As another example, let’s say we still have two nodes but the replication factor is increased to 2. This means that our cluster will keep 2 copies of the data distributed evenly among the nodes. Each node has 100% of the data, so 1 node may go down and our archive can still access the complete set of data. The main takeaway from this example is that increasing the replication factor has increased the number of nodes we can tolerate as down.
As a final example, let’s say we keep the replication_factor fixed at 2 but increase to 10 nodes. How many nodes can go down without affecting the cluster? The answer is still only 1. The reason is that adding more nodes further distributes the data amongst the host, with each having roughly 20% of the data (2 replicas divided by 10 hosts = 20% each) but does not increase the number of copies. Thus if we lose 2 nodes, we have no way guaranteeing they didn’t overlap in the data they contained. In general, you can only support (replication_factor - 1) hosts going down regardless the number of nodes. In other words, increasing the number of nodes increases data distribution, but does not increase fault tolerance unless there is a corresponding increase in the replication_factor.
Those are the basic ideas but there are lots more details published if you are interested. For more information on how Cassandra distributes data see the Datastax Cassandra Documentation.
Assuming you have read about clustering Cassandra, decided it is the best course and identified an initial set of nodes to use in your cluster, you are ready to start configuring your cluster. It is highly recommended you read the Datastax Cluster Initialization page for specifics on how build your cluster. We will go through a simple two node example in this document to give a general idea of the process, but for more information it is highly recommended you see the official documentation.

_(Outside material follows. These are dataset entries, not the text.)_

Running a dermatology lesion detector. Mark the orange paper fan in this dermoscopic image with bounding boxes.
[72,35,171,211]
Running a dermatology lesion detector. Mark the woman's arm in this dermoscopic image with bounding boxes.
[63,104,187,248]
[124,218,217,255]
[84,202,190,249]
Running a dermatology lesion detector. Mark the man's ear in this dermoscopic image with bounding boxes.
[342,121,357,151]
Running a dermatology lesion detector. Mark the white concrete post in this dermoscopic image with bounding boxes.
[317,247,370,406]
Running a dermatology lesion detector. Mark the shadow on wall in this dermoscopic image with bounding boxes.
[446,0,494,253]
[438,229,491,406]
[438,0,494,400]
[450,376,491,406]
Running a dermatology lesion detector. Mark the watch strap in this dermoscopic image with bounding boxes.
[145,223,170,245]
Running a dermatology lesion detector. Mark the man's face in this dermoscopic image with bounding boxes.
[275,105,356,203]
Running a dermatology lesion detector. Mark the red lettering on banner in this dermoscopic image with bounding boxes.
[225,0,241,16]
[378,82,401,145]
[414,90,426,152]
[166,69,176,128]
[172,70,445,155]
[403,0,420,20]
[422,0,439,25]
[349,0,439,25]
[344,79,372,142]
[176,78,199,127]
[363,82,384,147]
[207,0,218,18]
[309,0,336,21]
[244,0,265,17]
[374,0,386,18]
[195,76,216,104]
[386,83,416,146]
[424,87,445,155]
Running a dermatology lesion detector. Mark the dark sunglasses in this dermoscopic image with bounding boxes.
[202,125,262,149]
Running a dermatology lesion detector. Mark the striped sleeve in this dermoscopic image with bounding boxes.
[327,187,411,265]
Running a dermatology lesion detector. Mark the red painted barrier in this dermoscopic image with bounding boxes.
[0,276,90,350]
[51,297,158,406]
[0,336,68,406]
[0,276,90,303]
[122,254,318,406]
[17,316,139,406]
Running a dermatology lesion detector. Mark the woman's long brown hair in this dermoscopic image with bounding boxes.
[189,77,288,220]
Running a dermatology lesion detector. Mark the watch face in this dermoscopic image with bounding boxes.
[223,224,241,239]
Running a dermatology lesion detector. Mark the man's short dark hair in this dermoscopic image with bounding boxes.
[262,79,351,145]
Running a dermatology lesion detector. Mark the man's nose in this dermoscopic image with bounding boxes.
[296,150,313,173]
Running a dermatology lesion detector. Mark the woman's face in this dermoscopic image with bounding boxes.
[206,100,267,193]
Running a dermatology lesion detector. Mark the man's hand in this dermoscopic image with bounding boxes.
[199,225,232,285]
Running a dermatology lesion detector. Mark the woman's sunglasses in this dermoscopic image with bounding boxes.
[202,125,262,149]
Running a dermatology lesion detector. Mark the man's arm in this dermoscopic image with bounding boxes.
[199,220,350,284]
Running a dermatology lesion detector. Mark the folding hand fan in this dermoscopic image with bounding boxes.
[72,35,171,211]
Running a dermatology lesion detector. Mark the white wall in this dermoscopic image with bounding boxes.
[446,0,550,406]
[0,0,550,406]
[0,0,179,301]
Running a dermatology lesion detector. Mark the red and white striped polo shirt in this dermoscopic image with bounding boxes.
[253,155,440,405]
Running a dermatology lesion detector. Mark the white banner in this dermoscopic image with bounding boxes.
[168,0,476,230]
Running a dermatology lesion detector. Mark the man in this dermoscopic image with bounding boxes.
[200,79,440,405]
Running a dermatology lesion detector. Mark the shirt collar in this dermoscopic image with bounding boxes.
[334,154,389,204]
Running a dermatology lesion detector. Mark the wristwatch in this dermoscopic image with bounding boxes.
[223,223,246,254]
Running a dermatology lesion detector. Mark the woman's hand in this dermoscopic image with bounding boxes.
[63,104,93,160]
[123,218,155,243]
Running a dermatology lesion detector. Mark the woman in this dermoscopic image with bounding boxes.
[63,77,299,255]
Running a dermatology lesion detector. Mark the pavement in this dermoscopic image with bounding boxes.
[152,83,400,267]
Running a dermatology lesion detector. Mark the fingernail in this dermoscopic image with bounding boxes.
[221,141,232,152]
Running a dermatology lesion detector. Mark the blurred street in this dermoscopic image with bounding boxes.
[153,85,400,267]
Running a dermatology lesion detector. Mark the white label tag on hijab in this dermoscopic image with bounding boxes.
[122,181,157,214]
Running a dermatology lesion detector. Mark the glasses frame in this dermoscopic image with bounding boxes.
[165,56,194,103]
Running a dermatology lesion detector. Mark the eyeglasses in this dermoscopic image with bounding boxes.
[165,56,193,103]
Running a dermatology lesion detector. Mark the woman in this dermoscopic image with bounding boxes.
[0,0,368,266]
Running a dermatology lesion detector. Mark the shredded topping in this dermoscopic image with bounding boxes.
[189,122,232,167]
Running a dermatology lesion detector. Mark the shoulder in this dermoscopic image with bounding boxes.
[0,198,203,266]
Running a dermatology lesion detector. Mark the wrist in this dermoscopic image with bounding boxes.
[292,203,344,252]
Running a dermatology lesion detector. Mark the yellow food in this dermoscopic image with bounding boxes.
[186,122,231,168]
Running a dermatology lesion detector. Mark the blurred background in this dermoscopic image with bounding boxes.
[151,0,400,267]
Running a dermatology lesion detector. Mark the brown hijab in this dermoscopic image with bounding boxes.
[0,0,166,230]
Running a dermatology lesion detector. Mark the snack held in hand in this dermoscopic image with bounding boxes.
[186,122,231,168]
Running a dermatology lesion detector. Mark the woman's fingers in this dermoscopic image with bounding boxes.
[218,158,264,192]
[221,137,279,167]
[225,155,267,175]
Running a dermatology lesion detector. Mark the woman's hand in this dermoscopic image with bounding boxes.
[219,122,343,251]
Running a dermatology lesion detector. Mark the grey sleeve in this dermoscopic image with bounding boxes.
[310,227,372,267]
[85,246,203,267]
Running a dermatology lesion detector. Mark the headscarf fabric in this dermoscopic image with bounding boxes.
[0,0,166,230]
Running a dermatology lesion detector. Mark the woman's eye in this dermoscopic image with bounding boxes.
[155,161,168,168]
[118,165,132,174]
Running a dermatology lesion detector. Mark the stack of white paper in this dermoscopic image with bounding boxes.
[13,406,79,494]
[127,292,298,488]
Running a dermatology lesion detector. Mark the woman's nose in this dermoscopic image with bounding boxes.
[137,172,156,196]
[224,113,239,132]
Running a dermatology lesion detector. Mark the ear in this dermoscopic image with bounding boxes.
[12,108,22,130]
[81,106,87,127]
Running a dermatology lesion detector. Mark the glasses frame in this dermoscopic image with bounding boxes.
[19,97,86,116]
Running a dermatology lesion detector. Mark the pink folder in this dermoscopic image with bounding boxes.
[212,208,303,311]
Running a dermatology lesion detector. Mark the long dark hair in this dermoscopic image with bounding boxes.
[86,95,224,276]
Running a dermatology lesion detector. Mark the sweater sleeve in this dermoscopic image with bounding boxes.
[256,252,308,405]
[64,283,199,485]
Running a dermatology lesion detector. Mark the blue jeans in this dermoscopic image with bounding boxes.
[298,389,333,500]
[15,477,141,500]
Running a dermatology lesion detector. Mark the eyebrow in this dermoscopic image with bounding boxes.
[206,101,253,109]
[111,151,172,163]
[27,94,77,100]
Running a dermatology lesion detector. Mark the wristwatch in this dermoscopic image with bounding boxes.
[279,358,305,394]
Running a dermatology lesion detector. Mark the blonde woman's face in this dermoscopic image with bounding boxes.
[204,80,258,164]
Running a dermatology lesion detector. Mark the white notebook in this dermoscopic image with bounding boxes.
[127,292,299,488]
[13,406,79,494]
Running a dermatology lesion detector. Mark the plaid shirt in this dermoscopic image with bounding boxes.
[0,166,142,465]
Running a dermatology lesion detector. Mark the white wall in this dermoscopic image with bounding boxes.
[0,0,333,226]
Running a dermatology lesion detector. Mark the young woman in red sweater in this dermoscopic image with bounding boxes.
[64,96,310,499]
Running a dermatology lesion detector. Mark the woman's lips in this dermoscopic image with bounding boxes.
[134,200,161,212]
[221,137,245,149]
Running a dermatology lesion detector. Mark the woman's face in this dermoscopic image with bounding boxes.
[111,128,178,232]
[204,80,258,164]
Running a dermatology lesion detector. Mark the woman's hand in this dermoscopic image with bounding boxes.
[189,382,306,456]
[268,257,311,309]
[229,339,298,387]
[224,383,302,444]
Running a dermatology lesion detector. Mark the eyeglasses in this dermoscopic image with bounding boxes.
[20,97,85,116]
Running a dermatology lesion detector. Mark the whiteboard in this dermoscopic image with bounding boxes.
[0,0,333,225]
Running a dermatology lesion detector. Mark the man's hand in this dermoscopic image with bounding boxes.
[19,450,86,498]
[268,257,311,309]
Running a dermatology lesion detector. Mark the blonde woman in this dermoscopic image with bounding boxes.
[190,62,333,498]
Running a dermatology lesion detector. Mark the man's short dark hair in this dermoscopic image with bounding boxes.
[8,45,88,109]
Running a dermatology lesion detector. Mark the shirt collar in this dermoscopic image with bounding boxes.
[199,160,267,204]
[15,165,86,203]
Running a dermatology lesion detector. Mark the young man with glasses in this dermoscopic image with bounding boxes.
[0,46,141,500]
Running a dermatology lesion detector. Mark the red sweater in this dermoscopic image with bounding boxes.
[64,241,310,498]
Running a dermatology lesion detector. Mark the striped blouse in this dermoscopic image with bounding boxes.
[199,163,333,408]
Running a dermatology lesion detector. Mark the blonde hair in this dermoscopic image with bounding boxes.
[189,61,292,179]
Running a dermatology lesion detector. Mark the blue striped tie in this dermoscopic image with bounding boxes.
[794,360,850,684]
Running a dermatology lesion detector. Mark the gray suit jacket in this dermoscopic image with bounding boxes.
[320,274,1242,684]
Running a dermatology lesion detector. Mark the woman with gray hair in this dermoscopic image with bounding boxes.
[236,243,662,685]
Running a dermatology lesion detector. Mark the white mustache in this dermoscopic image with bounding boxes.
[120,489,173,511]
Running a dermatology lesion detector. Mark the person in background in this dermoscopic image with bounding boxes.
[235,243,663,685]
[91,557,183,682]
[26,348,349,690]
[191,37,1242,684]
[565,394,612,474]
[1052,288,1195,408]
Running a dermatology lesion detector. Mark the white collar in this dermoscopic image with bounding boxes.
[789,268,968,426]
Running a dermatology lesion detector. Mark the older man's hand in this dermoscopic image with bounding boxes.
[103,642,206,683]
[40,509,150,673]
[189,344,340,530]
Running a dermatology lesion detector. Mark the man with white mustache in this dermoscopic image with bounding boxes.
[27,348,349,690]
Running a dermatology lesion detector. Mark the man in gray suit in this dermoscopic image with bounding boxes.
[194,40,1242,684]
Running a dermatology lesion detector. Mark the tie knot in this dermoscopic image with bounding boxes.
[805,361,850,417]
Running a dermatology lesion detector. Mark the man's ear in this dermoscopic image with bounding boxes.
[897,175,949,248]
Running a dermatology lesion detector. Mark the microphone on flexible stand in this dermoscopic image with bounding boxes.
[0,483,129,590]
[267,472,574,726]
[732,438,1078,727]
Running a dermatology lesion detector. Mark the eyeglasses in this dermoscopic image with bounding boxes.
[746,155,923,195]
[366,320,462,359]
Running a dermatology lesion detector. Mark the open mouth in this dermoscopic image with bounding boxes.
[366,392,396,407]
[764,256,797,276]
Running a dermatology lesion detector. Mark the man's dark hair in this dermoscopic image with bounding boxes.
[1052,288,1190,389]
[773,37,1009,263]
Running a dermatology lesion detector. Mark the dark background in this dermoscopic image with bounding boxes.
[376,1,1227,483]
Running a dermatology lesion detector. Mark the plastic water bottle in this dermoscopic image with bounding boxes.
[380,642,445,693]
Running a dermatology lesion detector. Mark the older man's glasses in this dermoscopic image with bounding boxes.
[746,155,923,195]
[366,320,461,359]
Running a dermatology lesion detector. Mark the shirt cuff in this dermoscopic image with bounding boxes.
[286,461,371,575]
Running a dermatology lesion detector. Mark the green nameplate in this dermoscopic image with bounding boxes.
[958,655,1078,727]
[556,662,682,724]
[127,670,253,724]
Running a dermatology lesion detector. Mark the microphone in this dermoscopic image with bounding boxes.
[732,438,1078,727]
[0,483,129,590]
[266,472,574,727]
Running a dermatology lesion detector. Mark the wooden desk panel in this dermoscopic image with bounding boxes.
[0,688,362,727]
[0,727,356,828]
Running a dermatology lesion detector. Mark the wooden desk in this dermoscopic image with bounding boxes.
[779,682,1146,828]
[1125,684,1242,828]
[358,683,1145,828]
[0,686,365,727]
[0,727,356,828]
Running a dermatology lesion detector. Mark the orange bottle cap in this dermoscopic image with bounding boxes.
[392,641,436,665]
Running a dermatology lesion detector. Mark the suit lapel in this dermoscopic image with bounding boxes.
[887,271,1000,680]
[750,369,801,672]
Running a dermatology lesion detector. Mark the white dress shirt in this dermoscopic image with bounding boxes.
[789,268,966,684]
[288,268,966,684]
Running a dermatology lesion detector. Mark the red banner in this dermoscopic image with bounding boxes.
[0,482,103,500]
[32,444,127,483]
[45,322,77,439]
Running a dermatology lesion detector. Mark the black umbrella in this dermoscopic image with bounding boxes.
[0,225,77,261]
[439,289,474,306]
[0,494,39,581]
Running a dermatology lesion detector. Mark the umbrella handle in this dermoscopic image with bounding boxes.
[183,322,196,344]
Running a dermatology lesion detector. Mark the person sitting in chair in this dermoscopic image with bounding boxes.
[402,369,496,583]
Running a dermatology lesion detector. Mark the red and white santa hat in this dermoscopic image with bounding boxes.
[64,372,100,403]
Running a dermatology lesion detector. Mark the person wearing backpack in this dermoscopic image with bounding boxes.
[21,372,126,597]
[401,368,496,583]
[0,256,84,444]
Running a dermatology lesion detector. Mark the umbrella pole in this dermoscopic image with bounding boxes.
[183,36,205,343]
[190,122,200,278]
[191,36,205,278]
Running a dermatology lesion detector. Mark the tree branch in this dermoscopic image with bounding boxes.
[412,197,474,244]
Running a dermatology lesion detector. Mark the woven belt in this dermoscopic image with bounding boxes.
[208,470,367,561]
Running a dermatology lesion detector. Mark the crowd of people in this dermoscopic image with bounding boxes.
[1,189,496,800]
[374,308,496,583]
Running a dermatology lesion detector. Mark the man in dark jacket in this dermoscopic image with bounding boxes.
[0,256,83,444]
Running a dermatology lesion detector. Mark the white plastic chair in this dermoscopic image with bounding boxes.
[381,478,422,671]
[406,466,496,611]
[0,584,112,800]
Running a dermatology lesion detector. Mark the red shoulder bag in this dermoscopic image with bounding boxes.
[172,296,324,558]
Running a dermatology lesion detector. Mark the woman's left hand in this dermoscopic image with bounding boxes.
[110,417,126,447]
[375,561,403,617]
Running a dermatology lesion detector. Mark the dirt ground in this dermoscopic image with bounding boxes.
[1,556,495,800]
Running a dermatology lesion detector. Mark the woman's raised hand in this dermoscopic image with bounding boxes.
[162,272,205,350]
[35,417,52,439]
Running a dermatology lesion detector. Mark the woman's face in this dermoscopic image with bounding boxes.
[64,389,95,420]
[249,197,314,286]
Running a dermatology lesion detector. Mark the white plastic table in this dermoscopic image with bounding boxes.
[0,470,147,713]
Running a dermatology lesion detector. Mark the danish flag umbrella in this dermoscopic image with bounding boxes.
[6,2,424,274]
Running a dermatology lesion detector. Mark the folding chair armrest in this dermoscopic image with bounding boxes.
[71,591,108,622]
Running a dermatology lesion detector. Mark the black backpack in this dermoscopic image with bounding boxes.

Now, Let’s assume we have a two node cluster we wish to initialize. Our nodes have IP addresses 10.0.1.35 and 10.0.1.36 respectively. The steps to configure these into a cluster are as follows:
Install cassandra on each node
See also
See the Datastax Firewall Documentation for more details.
Next we need to name our cluster. In this example we will name it “Esmond Cluster”. On each node open /etc/cassandra/conf/cassandra.yaml (or /etc/cassandra/cassandra.yaml on Debian) and change cluster_name to this value:
cluster_name: 'Esmond Cluster'
Next we need to choose a seed node. This node is only used the first time a node comes up to bootstrap itself into the ring. If it goes down it will not affect the nodes that have already been bootstrapped, however you will not be able to add new nodes to a cluster. If you are frequently adding new nodes, you may want to specify multiple seed nodes to prevent this. For our simple two node cluster, one seed node will suffice so we’ll choose 10.0.1.35. We set this on both hosts in /etc/cassandra/conf/cassandra.yaml under the seed_provider property as shown below:
seed_provider:
- class_name: org.apache.cassandra.locator.SimpleSeedProvider
parameters:
- seeds: "10.0.1.35"
The final /etc/cassandra/conf/cassandra.yaml properties we must set is the _listen_address_ and _rpc_address_. The _listen_address_ tells cassandra the interface on which to listen for communication from other cassandra nodes. The _rpc_address_ tells it on which interface it can accept connections from esmond. In our example, each host only has one interface, so the first node will set both of these to 10.0.1.35 and the second node will set them to 10.0.1.36.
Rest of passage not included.